You may extend this class to include custom headers, credentials, wild-cards.

@posativ - Thank you for this, I'll try it early next week when I'll resume work on that project. :)

Need to bump this up.

Relative question http://stackoverflow.com/questions/19382431/set-header-on-werkzeug-exception

Related line: https://github.com/pallets/werkzeug/blob/master/werkzeug/debug/__init__.py#L297

the start_response('500 INTERNAL SERVER ERROR', makes it hard to add CORS header like Access-Control-Allow-Origin: *. But curiously we already have X-XSS-Protection: 0 there.

I have Flask-CORS enabled, been debugging a tricky remote ajax API call in Chrome, when Flask has an exception, I can not see the debug content because of CORS. Can we add this header in debug model?

Why would you want to set a CORS header on the debugger?
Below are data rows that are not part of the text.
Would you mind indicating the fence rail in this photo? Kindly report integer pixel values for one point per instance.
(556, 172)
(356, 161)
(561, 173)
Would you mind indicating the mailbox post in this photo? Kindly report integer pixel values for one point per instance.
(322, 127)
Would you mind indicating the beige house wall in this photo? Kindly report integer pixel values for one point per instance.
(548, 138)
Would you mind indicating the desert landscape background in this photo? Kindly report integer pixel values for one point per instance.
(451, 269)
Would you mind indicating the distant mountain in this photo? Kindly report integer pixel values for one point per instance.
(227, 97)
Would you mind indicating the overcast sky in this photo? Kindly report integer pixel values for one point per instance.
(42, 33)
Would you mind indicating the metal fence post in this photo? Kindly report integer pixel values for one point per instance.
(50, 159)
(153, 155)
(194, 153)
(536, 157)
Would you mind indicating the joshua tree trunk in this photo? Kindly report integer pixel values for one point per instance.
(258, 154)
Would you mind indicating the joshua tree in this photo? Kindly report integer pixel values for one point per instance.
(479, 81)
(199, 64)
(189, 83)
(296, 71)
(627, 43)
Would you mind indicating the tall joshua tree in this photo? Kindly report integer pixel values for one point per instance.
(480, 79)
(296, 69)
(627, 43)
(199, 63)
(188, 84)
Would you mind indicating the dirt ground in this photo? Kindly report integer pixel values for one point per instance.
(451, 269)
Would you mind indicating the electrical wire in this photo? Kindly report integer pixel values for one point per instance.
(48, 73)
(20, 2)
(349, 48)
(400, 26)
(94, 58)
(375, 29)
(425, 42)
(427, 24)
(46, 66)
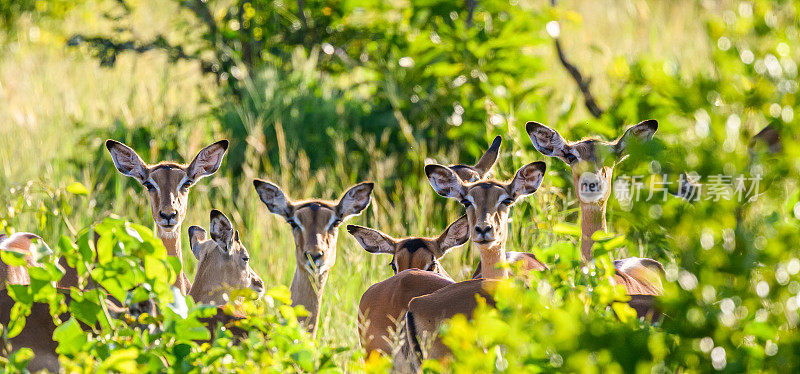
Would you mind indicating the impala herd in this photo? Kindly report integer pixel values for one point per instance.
(400, 316)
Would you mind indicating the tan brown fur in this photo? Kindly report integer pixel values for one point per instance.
(21, 243)
(315, 226)
(168, 185)
(223, 263)
(639, 276)
(384, 304)
(488, 204)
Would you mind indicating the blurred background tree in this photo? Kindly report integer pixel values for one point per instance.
(316, 95)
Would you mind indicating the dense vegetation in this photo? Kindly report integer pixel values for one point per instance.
(317, 95)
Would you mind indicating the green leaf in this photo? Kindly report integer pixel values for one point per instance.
(77, 188)
(13, 258)
(85, 307)
(567, 229)
(121, 360)
(70, 337)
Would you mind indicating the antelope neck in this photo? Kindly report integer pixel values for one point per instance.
(307, 291)
(593, 219)
(491, 259)
(172, 242)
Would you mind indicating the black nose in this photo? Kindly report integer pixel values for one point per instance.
(314, 257)
(484, 231)
(167, 216)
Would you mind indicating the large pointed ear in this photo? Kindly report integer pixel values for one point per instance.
(273, 198)
(641, 132)
(373, 240)
(445, 181)
(455, 235)
(207, 160)
(126, 160)
(355, 200)
(221, 230)
(489, 158)
(197, 235)
(550, 143)
(527, 180)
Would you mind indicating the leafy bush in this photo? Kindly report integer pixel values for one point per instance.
(130, 264)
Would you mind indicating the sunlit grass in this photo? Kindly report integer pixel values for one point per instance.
(52, 98)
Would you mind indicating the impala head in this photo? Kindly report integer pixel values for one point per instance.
(223, 263)
(315, 223)
(487, 202)
(167, 183)
(413, 253)
(592, 161)
(480, 170)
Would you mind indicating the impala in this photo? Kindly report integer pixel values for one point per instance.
(223, 266)
(488, 204)
(223, 263)
(387, 301)
(382, 306)
(21, 243)
(315, 226)
(592, 162)
(168, 185)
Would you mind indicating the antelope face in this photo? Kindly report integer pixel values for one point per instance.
(487, 202)
(592, 161)
(223, 262)
(474, 173)
(413, 253)
(167, 183)
(315, 223)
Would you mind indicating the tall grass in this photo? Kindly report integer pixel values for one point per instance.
(57, 106)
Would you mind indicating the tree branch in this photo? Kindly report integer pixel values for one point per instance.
(583, 83)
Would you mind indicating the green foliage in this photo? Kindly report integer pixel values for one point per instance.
(131, 265)
(322, 96)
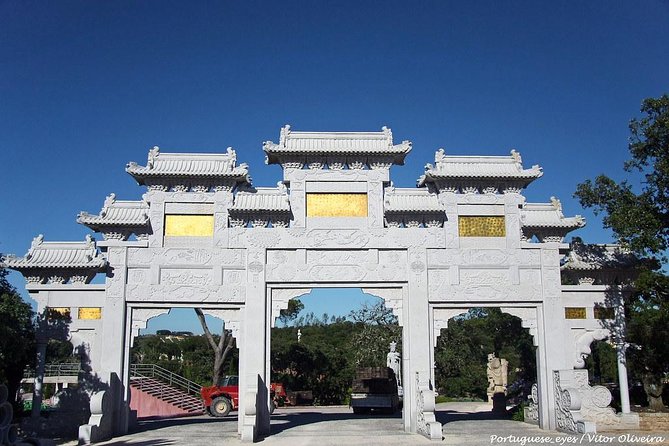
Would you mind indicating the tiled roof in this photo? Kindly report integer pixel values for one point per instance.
(411, 200)
(479, 167)
(341, 143)
(57, 255)
(117, 213)
(588, 257)
(214, 165)
(548, 215)
(262, 199)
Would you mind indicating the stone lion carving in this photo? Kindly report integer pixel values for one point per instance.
(497, 375)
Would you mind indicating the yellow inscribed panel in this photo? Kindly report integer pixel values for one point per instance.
(90, 313)
(58, 312)
(336, 205)
(604, 313)
(493, 226)
(574, 313)
(189, 225)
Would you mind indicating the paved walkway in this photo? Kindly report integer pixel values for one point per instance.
(467, 424)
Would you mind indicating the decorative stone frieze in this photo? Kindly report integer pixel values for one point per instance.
(588, 264)
(181, 172)
(261, 207)
(478, 174)
(58, 262)
(118, 219)
(546, 222)
(412, 208)
(374, 150)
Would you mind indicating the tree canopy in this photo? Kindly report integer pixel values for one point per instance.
(17, 335)
(638, 215)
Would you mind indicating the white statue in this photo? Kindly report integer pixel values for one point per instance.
(393, 361)
(497, 375)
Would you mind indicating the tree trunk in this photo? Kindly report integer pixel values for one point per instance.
(653, 388)
(221, 349)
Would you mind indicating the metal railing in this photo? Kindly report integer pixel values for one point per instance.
(57, 370)
(165, 376)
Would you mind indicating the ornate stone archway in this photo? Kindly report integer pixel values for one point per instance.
(203, 235)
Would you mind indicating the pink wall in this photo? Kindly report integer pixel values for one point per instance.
(149, 406)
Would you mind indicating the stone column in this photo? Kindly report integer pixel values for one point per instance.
(544, 377)
(416, 336)
(255, 393)
(114, 335)
(553, 327)
(622, 378)
(619, 339)
(39, 374)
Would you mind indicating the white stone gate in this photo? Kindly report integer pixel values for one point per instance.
(203, 236)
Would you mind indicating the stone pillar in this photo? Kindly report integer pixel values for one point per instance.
(553, 325)
(622, 378)
(114, 335)
(544, 377)
(39, 375)
(417, 346)
(619, 340)
(255, 415)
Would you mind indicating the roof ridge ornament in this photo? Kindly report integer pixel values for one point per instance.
(389, 134)
(154, 152)
(37, 241)
(283, 135)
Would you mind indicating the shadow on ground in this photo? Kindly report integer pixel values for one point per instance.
(451, 416)
(283, 421)
(152, 442)
(161, 423)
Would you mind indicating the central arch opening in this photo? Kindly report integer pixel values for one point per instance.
(327, 347)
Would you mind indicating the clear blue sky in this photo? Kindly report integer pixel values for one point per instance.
(86, 86)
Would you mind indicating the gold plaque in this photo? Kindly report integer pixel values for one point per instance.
(574, 313)
(189, 225)
(336, 205)
(481, 226)
(58, 312)
(90, 313)
(604, 313)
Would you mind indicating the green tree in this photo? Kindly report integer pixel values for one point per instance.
(461, 355)
(378, 327)
(290, 314)
(221, 347)
(639, 219)
(17, 336)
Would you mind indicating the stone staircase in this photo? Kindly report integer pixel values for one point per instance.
(167, 388)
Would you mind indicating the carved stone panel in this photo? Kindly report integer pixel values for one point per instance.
(169, 276)
(186, 293)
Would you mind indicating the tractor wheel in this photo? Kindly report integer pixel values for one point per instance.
(220, 406)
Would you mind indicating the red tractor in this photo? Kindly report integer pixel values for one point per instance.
(220, 400)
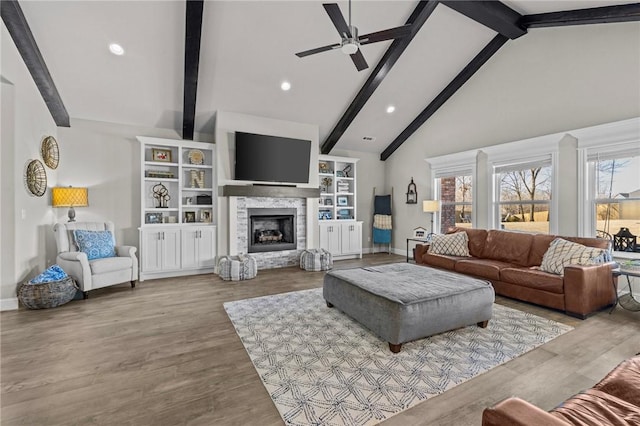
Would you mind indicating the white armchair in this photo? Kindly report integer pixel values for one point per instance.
(96, 273)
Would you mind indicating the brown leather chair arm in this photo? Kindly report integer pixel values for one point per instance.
(518, 412)
(420, 250)
(588, 288)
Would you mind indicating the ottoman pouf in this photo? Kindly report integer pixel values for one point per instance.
(402, 302)
(237, 268)
(316, 260)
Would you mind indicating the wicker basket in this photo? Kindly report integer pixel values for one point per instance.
(47, 295)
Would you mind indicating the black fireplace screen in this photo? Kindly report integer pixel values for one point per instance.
(271, 230)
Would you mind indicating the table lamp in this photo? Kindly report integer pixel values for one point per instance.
(70, 197)
(431, 206)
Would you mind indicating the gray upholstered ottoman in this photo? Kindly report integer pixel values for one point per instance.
(401, 302)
And why can't you do that with a wrapping middleware?

Also I want to close this since I don't think we need to add every middleware to werkzeug.

@unititaker

Why would you want to set a CORS header on the debugger?
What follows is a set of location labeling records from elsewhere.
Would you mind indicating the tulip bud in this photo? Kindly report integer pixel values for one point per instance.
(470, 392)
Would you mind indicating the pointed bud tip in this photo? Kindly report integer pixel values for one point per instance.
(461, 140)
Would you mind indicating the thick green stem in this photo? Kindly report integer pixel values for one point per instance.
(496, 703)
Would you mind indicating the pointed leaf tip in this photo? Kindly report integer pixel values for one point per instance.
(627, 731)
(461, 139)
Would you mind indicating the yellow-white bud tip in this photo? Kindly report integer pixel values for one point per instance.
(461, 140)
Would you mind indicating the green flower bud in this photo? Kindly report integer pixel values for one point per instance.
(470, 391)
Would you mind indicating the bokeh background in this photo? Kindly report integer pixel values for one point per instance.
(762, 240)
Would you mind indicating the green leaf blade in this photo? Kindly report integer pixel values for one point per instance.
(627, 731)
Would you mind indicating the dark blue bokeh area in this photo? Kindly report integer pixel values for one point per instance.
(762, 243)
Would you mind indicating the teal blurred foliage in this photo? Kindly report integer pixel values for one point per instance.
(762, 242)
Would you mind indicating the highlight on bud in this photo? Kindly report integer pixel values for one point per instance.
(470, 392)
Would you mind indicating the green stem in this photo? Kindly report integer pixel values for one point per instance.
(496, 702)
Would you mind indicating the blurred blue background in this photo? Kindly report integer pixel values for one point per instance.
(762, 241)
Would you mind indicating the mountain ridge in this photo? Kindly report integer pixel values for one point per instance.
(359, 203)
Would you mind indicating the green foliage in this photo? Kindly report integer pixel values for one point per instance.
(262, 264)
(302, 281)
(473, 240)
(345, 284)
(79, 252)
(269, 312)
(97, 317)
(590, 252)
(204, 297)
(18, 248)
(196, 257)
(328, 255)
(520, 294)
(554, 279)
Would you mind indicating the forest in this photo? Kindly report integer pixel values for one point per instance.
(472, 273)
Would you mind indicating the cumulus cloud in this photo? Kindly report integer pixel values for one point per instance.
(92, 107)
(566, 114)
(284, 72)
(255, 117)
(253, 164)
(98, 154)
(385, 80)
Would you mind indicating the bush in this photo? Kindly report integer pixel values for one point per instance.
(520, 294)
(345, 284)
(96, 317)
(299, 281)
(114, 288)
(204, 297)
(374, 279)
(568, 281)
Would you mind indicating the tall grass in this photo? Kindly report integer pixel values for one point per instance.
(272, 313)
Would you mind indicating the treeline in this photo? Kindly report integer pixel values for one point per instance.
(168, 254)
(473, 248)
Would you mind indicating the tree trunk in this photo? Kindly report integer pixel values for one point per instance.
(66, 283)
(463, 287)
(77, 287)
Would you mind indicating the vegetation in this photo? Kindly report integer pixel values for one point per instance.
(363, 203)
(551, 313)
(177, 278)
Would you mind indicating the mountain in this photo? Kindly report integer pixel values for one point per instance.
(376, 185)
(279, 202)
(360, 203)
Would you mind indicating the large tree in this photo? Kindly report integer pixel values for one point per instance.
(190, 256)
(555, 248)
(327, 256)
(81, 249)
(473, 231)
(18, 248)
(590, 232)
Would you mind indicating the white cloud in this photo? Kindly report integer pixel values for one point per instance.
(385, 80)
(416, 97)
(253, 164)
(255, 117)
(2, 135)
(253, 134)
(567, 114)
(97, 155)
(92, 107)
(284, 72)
Because it's a tricky scenario invoked by cross-domain AJAX request, in can only debug it in Chrome DevTool after series of javascript event triggering, if no CORS header, the Chrome DevTool does not display any content at all. I cant see nothing. I can only stare at a blank page with 500 server error.

And why can't you do that with a wrapping middleware?
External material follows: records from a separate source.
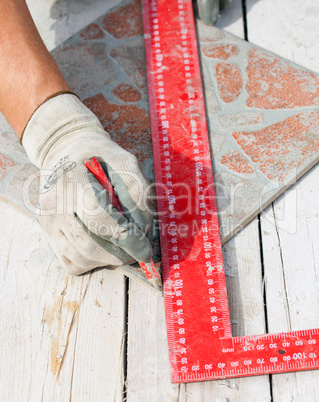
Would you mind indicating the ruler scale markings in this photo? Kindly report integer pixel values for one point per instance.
(198, 326)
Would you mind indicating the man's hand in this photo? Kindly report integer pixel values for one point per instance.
(83, 228)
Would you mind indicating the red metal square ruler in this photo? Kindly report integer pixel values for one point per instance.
(201, 346)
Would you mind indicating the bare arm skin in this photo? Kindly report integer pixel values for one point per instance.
(29, 74)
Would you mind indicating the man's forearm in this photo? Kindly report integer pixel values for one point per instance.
(28, 72)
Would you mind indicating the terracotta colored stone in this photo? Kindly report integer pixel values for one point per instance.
(280, 149)
(131, 57)
(239, 119)
(221, 52)
(91, 32)
(236, 162)
(128, 125)
(229, 81)
(5, 164)
(127, 93)
(125, 22)
(273, 83)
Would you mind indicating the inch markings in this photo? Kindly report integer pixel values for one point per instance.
(200, 343)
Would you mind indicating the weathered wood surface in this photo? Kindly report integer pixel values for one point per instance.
(290, 226)
(65, 339)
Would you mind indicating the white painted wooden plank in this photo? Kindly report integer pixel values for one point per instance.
(287, 28)
(291, 256)
(61, 337)
(290, 226)
(148, 377)
(231, 19)
(245, 295)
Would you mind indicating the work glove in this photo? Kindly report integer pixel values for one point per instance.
(84, 230)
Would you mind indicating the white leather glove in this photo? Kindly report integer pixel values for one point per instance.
(83, 228)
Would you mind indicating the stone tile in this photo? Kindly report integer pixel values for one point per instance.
(131, 58)
(235, 161)
(274, 83)
(229, 81)
(86, 66)
(128, 125)
(127, 93)
(125, 21)
(262, 112)
(239, 119)
(221, 52)
(281, 149)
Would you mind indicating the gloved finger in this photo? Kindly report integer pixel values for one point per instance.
(72, 261)
(131, 188)
(96, 213)
(94, 247)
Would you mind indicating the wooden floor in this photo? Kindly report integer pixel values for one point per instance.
(101, 338)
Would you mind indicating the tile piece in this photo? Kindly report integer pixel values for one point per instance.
(125, 22)
(262, 112)
(221, 52)
(229, 81)
(274, 83)
(280, 149)
(128, 125)
(127, 93)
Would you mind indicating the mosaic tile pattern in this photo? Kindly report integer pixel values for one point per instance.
(263, 111)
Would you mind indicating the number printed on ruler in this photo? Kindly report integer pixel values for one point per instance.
(180, 334)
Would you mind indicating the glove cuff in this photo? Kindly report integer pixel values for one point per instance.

because wrapped middleware works with only NORMAL (proper returned Flask application ) pages, but does not work at all when Werkzeug exception debugger happens.

Here's the "wrapping middleware" you referring to, https://github.com/corydolphin/flask-cors/issues/67 you can see we cant do much about it unless lower level Werkzeug stuff was tweaked.

I presume @untitaker did not take a look at the source code I linked? Here's a screenshot:

@lambdaq now you are being mean to @untitaker

any middleware that does wrap around a debug wrapped application can change the start_response behaviour - even for the debugger - so the code you pasted and linked seems completely irrelevant,
since a cors middle-ware wrapping around could just change it

perhaps im missing your exact problem, due to different perspective/understanding please outline the exact use-case that seems broken/impossible

The situation is made a bit tricky because the debugger middleware is applied when calling app.run. Still you can work around this by applying both your CORS and the debugger middleware manually. IMO this is fine for such an edgecase, but if you have concrete proposals for changing the debugger middleware in a way that doesn't compromise security, please do suggest them. I don't know of any easy changes though.

Also I am well aware of the code in Werkzeug. I guess that's why I'm maintaining it?

sorry, I apologize for my language, Werkzeug is awesome project.

I guess I just have to monkey edit these start_response() lines and add CORS header bruteforce for my dev environment, it's more convenient than a hairy middleware.

Also you might consider adding extra JS code instead that redirects to the debugger if a 500 response comes back.

@untitaker JS code can do nothing, if there's 500 error, you can only tell its http status code is 500, the traceback from the debugger page is what I am after.

also the js code is hairy compiled reactjs with tons of stuff, developed by another team, it takes 300s+ to npm run dev. Not easy to tweak or add few debug lines.

I think #1699 resolves this. Whilst Werkzeug could do more than is in #1699, I think it should just provide accessor methods (like for cache control) and allow tools built on it (e.g. Flask-CORS or Quart-CORS) to do CORS logic.